2. Re-youthed Offenders Court Judge

We have questions on how to properly treat criminal offenders who are just barely adults. We have questions on how to treat children who commit crimes that we generally don't think that any child should be capable of. What do you do, however, with a person who is now sixteen, but was once sixty-eight before they were re-youthed genetically? Does their experience count, or were they taken over by their newly restored brain chemistry? What about the person who just kept being sixteen continuously for fifty years and is now dating an actual fourteen-year-old? We talk about "undoing the damage" caused by aging, but what do we do when people voluntarily choose to be children again? Do their biological or empirical ages count? Pondering this will be . . . probably a single mother, raising a child of her own. She'll have a loving but difficult family, including an eight-year-old grandmother who keeps trying to give her advice while being unable to reach the freezer door.

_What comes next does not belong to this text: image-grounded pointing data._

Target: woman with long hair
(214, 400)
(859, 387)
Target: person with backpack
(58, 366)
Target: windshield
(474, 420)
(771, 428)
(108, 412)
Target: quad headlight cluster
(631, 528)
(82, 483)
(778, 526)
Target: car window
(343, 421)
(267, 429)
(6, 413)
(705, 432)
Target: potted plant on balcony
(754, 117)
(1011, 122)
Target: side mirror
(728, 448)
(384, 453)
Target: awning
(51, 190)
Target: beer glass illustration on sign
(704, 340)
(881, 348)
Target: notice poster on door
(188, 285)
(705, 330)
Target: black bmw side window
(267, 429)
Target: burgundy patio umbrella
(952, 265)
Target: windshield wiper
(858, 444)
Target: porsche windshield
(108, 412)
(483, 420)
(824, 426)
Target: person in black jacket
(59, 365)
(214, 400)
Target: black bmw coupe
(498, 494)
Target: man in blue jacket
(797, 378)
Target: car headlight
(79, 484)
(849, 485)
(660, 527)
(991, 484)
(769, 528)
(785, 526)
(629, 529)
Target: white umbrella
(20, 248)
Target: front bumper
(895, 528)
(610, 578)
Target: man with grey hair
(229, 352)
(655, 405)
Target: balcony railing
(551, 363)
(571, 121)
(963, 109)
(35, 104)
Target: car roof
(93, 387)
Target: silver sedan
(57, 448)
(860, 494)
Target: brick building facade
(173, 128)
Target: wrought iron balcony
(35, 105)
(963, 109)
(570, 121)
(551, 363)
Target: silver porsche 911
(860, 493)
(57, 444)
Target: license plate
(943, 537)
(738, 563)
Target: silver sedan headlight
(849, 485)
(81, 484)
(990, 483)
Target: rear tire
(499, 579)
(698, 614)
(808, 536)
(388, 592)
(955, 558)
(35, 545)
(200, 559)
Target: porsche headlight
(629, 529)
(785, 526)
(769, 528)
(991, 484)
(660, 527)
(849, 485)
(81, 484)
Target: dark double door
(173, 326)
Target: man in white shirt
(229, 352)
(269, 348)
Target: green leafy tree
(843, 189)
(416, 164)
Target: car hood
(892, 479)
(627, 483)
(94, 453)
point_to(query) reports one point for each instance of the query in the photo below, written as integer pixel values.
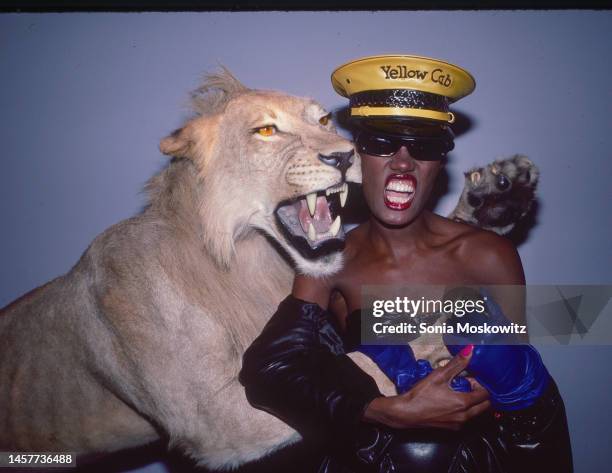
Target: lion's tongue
(321, 219)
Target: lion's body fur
(145, 331)
(144, 337)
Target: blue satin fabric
(513, 373)
(400, 366)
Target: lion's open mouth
(312, 223)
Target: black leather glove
(297, 370)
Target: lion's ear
(178, 143)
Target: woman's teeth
(400, 186)
(400, 191)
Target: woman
(296, 368)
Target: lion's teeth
(312, 234)
(335, 227)
(311, 200)
(343, 195)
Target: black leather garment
(297, 370)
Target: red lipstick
(399, 191)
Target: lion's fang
(312, 234)
(343, 196)
(311, 200)
(335, 227)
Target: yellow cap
(400, 86)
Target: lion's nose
(342, 161)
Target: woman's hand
(432, 402)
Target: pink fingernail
(466, 351)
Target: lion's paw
(497, 196)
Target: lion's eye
(324, 120)
(267, 130)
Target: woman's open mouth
(399, 191)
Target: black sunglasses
(420, 148)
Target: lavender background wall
(85, 99)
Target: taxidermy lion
(143, 338)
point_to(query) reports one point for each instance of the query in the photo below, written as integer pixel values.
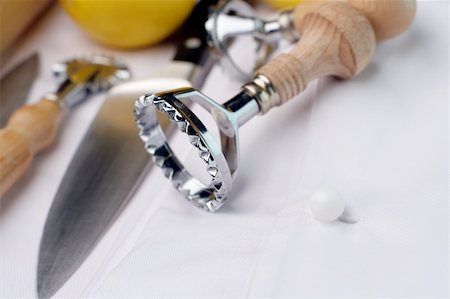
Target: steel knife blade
(111, 161)
(15, 86)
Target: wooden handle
(29, 130)
(336, 40)
(389, 18)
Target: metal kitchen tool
(236, 19)
(110, 162)
(32, 128)
(336, 40)
(15, 86)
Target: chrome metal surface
(80, 77)
(15, 86)
(221, 156)
(262, 90)
(236, 18)
(101, 178)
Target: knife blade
(111, 162)
(15, 86)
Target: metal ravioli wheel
(210, 196)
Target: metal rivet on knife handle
(32, 128)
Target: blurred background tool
(16, 17)
(233, 21)
(110, 162)
(15, 86)
(33, 128)
(129, 24)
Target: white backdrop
(380, 140)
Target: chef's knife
(110, 162)
(15, 86)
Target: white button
(326, 204)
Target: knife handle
(29, 130)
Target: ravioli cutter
(33, 128)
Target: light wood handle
(29, 130)
(336, 40)
(389, 18)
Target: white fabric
(380, 140)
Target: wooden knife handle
(336, 40)
(30, 129)
(389, 18)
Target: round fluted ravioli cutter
(337, 40)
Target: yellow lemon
(128, 23)
(280, 4)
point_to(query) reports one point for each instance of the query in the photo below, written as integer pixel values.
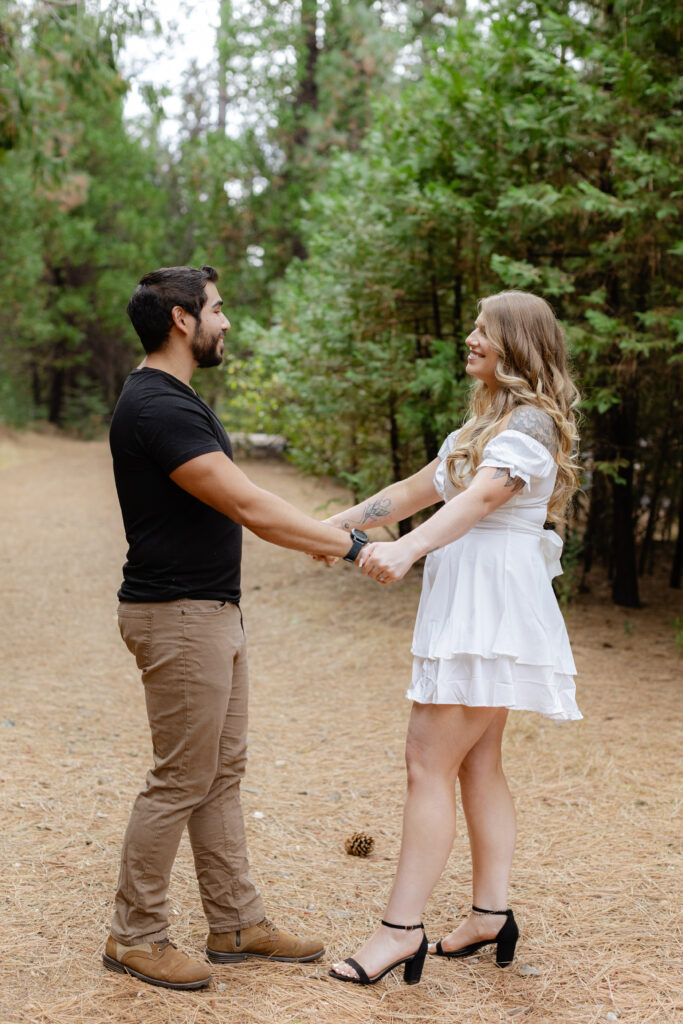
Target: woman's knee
(424, 763)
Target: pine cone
(359, 845)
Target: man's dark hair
(152, 302)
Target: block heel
(506, 941)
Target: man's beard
(205, 347)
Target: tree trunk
(404, 525)
(623, 422)
(657, 478)
(677, 564)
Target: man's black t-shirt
(178, 546)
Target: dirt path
(597, 876)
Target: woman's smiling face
(482, 357)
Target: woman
(488, 636)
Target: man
(183, 504)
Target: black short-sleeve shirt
(178, 546)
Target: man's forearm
(382, 509)
(214, 479)
(275, 520)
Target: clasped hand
(386, 561)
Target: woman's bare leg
(439, 737)
(491, 823)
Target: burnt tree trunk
(623, 429)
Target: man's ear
(182, 320)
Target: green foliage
(79, 214)
(370, 171)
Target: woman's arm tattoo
(537, 424)
(515, 482)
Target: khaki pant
(193, 655)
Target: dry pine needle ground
(596, 884)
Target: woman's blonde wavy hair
(531, 371)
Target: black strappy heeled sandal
(506, 939)
(414, 963)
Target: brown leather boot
(264, 941)
(156, 963)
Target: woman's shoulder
(534, 422)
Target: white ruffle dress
(489, 632)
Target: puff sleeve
(521, 455)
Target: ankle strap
(403, 928)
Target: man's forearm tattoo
(515, 482)
(372, 512)
(377, 510)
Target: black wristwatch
(358, 541)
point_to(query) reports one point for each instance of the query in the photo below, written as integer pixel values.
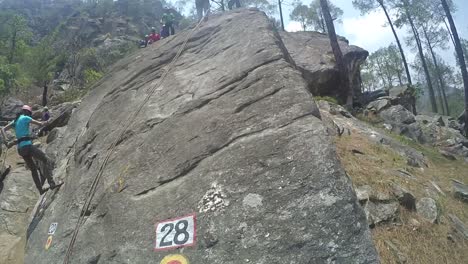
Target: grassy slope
(426, 243)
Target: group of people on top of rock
(168, 21)
(203, 7)
(28, 151)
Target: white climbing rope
(128, 123)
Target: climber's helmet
(27, 110)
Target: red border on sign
(173, 219)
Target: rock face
(312, 54)
(427, 208)
(17, 198)
(232, 135)
(460, 190)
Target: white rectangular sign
(52, 228)
(176, 233)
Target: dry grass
(427, 243)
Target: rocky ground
(233, 135)
(417, 210)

10 Law Enforcement Careers That You Can Have in the FutureS

1. Rocket Boot Patrol (The Booties)

Every kind of transportation has a police force who specialize in using it. There are cops in cars, on motorcycles, on bikes, on horses, on boats, on planes, and on foot. There are even cops on Segways. In the end, though, I know which police force I'd want to join. The Booties would zoom around on rocket boots, being the most feared, loved, and envied forces on the planet. They could swoop down on you anywhere! Fear! They wouldn't need guns, because they'd just zoom around dodging bullets like Neo in The Matrix, but with less leather. Love! And, of course, they'd have rocket boots. Envy. These forces would be good for anything. They could get above rioters, so they'd be good crowd control. They can chase down cars, so they'd be great highway patrol. They could easily fly over rough terrain, so they'd be the perfect search and rescue force. They'd be the best, of the best, of the best, and there's nothing they couldn't do. Except the splits. That would be painful.